Trigonocephalus – Metopische Synostose: beruht auf einer vorzeitigen Verknöcherung der Frontalnaht.

Scaphocephalus – Pfeilnahtsynostose: beruht auf einer vorzeitigen Verknöcherung der Pfeilnaht (Abb. 4a bis d).

 

Abb. 4a von oben, Scaphocephalie präoperativ
Abb. 4a von oben, Scaphocephalie präoperativ

 

 

Abb. 4b von oben, Scaphocephalie postoperativ
Abb. 4b von oben, Scaphocephalie postoperativ

 

Abb. 4c von vorne, Scaphocephalie präoperativ
Abb. 4c von vorne, Scaphocephalie präoperativ

 

Abb. 4d	 von vorne, Scaphocephalie postoperativ
Abb. 4d von vorne, Scaphocephalie postoperativ

 

Posteriorer Plagiocephalus – Hinterer Schiefschädel: beruht auf einer einseitigen vorzeitigen Verknöcherung der Hinterhauptsnaht.

Brachycephalus – beidseitige vorzeitige Verknöcherung der Kranznaht oder Hinterhauptsnaht (Abb. 5 a und b).

 

Abb. 5a Seitansicht, Brachycephalie
Abb. 5a Seitansicht, Brachycephalie

 

Abb. 5b von vorne, Brachycephalie
Abb. 5b von vorne, Brachycephalie

 

Die Gefahr des erhöhten Hirndrucks und der Gehirnschädigung besteht insbesondere bei multiplen Synostosen in nicht syndromalen Situationen und bei syndromalen Fällen.

Beispiele für syndromale Kraniofaziale Dysostosen sind:

Morbus Crouzon: synostosenbedingte Schädeldeformitäten, Exophthalmus (Hervortreten der Augäpfel), Hypertelorismus (vergrößerter Augenabstand), Strabismus divergens (Schielen), lateral abfallende Lidachsen, maxilläre Retrognathie (Oberkieferunterentwicklung) und vorstehender Unterkiefer.

 

Carpenter-Syndrom, Pfeiffer-Syndrom und Saethre-Chotzen-Syndrom sind morphologisch Crouzon-nahe Syndrome.

 

Morbus Apert: dabei zeigen sich zusätzlich Veränderungen außerhalb des Kopfes in Wirbelsäule und Extremitäten (z.B. Syndaktylen)

Therapie

In der Regel werden innerhalb des 1. Lebensjahres die Kraniosynostosen (vorzeitige Schädelverknöcherungen) operativ gelöst.
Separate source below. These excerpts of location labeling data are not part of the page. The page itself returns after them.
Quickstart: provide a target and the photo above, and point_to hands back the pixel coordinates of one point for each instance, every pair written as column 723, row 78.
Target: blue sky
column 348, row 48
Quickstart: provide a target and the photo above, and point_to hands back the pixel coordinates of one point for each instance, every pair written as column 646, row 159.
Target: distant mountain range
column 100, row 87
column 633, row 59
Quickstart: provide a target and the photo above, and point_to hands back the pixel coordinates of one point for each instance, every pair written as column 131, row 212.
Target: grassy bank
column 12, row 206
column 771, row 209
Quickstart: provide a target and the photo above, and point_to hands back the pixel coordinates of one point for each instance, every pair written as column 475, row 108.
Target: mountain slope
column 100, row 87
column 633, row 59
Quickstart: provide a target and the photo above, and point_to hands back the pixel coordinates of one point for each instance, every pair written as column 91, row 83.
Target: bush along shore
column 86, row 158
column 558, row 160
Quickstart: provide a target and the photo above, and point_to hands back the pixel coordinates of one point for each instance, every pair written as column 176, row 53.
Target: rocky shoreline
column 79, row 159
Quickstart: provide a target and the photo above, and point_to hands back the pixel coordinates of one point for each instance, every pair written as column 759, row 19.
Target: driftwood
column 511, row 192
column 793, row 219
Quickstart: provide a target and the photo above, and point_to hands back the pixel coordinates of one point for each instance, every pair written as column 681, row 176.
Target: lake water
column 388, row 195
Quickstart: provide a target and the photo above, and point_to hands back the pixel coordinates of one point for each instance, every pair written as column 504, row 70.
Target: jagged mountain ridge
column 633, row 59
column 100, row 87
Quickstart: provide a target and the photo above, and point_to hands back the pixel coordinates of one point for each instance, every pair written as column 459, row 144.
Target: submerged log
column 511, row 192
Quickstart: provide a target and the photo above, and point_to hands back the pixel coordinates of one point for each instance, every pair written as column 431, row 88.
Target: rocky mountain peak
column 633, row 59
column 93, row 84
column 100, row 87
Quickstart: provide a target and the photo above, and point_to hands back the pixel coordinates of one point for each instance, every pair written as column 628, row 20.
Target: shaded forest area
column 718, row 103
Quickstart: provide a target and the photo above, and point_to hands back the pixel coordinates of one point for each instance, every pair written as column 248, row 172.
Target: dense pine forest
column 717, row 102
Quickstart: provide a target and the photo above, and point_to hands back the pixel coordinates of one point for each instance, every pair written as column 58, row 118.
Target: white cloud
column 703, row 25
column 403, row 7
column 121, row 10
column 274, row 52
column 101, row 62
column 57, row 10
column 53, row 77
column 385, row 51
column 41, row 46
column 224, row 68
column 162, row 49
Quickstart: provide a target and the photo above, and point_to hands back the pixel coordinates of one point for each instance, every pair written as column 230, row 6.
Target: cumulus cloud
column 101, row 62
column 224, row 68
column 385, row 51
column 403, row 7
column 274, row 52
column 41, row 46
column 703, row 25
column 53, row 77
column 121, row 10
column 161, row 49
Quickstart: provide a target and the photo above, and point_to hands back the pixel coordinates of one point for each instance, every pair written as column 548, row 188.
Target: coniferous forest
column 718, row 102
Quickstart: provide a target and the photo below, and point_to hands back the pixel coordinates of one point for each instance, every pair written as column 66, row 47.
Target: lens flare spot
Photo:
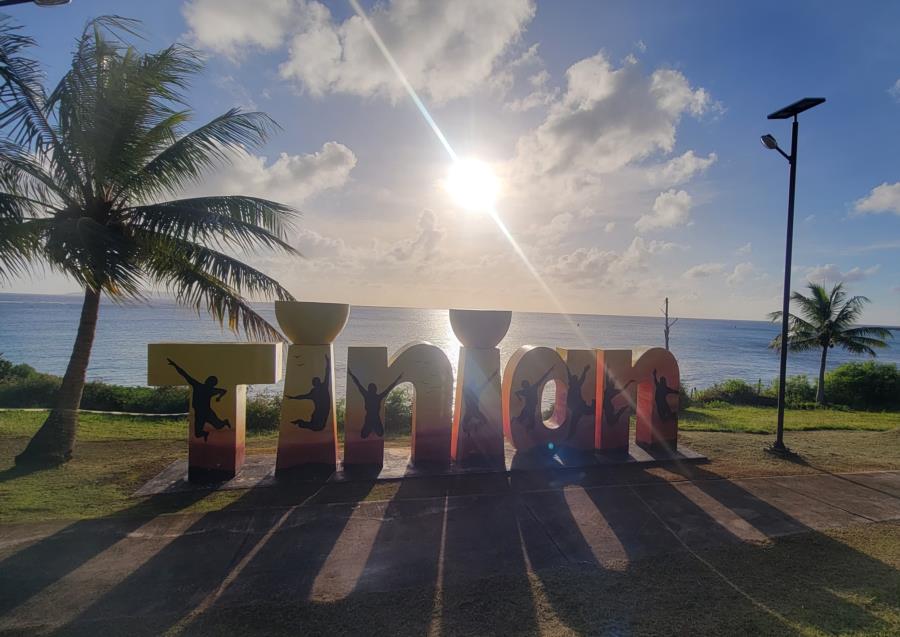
column 473, row 185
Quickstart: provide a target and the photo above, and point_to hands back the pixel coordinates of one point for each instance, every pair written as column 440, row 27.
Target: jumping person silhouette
column 528, row 394
column 473, row 418
column 661, row 391
column 610, row 391
column 201, row 395
column 373, row 401
column 576, row 408
column 320, row 395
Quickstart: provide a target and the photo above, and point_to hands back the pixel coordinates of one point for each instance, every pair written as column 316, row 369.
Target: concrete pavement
column 156, row 573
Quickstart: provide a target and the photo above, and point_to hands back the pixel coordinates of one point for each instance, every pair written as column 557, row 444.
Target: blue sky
column 625, row 136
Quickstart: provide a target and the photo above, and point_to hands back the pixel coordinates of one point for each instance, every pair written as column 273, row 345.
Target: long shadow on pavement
column 190, row 570
column 30, row 570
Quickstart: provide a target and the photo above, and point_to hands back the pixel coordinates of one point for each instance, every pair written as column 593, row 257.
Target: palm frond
column 186, row 160
column 203, row 278
column 20, row 245
column 243, row 222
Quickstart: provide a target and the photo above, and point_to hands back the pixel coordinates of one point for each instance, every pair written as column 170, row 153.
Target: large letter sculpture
column 370, row 378
column 307, row 436
column 478, row 414
column 218, row 375
column 526, row 373
column 576, row 403
column 650, row 384
column 615, row 399
column 657, row 378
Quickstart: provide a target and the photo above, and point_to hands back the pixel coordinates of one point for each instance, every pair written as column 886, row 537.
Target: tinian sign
column 596, row 393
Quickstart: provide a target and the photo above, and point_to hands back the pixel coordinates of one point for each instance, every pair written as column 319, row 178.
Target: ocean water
column 40, row 329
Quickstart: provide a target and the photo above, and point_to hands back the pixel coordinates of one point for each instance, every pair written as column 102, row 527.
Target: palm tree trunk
column 820, row 388
column 52, row 444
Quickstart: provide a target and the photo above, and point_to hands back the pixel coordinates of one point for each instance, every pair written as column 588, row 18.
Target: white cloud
column 894, row 91
column 883, row 198
column 830, row 273
column 671, row 208
column 445, row 49
column 424, row 245
column 681, row 169
column 741, row 272
column 608, row 117
column 230, row 26
column 704, row 270
column 290, row 179
column 541, row 94
column 582, row 265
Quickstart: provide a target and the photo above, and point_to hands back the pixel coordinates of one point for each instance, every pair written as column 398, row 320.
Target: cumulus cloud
column 671, row 208
column 582, row 265
column 704, row 270
column 445, row 49
column 541, row 94
column 424, row 245
column 883, row 198
column 741, row 272
column 594, row 266
column 830, row 273
column 608, row 117
column 290, row 179
column 230, row 26
column 681, row 169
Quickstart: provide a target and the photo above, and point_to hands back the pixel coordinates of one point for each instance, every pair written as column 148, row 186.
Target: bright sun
column 473, row 185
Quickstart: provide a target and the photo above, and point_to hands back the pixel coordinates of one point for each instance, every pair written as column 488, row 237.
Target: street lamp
column 769, row 142
column 40, row 3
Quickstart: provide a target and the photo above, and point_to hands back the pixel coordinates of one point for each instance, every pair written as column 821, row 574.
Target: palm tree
column 829, row 319
column 85, row 173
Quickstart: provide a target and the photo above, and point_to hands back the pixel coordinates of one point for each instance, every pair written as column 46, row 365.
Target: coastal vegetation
column 88, row 170
column 829, row 319
column 117, row 454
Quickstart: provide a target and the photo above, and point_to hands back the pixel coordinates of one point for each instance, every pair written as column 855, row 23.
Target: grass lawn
column 844, row 581
column 761, row 420
column 114, row 455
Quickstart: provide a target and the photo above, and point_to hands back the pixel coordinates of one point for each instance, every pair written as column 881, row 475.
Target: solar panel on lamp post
column 40, row 3
column 769, row 142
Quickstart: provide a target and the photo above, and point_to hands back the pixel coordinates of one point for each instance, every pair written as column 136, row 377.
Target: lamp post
column 40, row 3
column 769, row 142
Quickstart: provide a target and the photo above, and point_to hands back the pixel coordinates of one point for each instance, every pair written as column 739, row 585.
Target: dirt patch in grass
column 115, row 455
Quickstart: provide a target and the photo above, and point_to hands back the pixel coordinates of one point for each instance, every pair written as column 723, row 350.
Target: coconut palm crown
column 87, row 175
column 828, row 319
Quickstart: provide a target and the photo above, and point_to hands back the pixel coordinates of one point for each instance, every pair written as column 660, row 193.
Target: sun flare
column 473, row 185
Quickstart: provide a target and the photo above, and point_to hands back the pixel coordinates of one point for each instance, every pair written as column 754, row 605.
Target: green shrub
column 263, row 412
column 797, row 391
column 868, row 385
column 684, row 399
column 147, row 400
column 733, row 391
column 38, row 390
column 23, row 387
column 11, row 372
column 398, row 412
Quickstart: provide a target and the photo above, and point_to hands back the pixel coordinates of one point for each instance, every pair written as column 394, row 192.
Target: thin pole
column 667, row 323
column 786, row 303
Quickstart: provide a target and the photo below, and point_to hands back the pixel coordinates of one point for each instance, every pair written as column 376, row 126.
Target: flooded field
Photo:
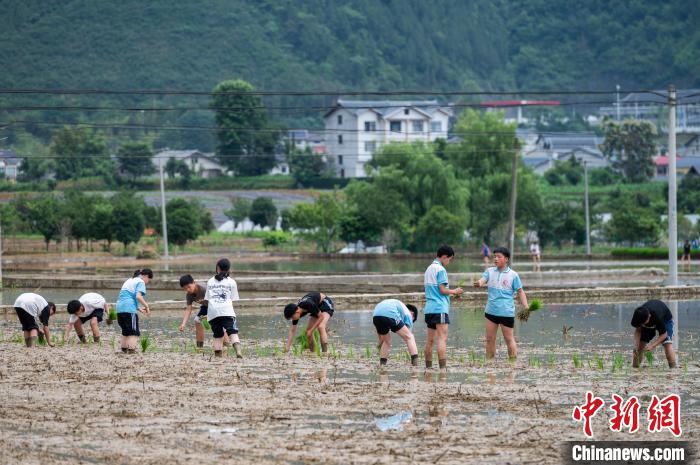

Damit wird durch Erweiterung das Volumen und die Form des Gehirnschädels normalisiert. Jährliche Kontrollen bleiben jedoch erforderlich.

 

Später erfolgen Mittelgesichtskorrekturen, im allgemeinen ab dem 8. Lebensjahr. Bei mangelndem Lidschluss mit fehlender Bedeckung des Auges oder bei Sauerstoffmangel durch Atemwegseinschränkung sind frühere Korrekturen notwendig. Meist muss das Mittelgesicht nach vorne entwickelt werden.

 

Lagerungsbedingte Deformitäten

Von den Schädeldeformitäten durch Synostosen sind die lagerungsbedingten Deformitäten zu unterscheiden (Abb. 6). Sie entwickeln sich meist erst nach der Geburt durch einseitige (eventuell zwanghafte) Lagerung des Säuglings bei noch weichem Schädelknochen.

 

Abb. 6  Lagerungsbedingte Deformität / Plagiocephalus
Abb. 6 Lagerungsbedingte Deformität / Plagiocephalus

 

 

Therapie

Neben der ursachenbeseitigenden Physiotherapie bei Muskelverkürzungen am Hals ist die effektivste Therapie der bereits bestehenden Deformität die Helmtherapie. Diese soll wegen der schnellen Wirkung möglichst schon mit 4-5 Monaten begonnen werden (Abb. 7). Jedenfalls ist das 1. Lebensjahr das bevorzugte Therapiealter. Der Ausschluss einer anderen Erkrankung sollte an einem Zentrum für kraniofaziale Fehlbildungen erfolgen.

 

Abb. 7 Helmtherapie bei lagerungsbedingter Deformität
Abb. 7 Helmtherapie bei lagerungsbedingter Deformität

 

Interdisziplinäre Zusammenarbeit

Das kraniofaziale Chirurgie-Team arbeitet eng zusammen und besteht aus einer Vielzahl von Spezialisten der Kinderheilkunde, Anästhesie, MKG-Chirurgie, Neurochirurgie, Augenheilkunde, HNO-HSS, Radiologie und Genetik.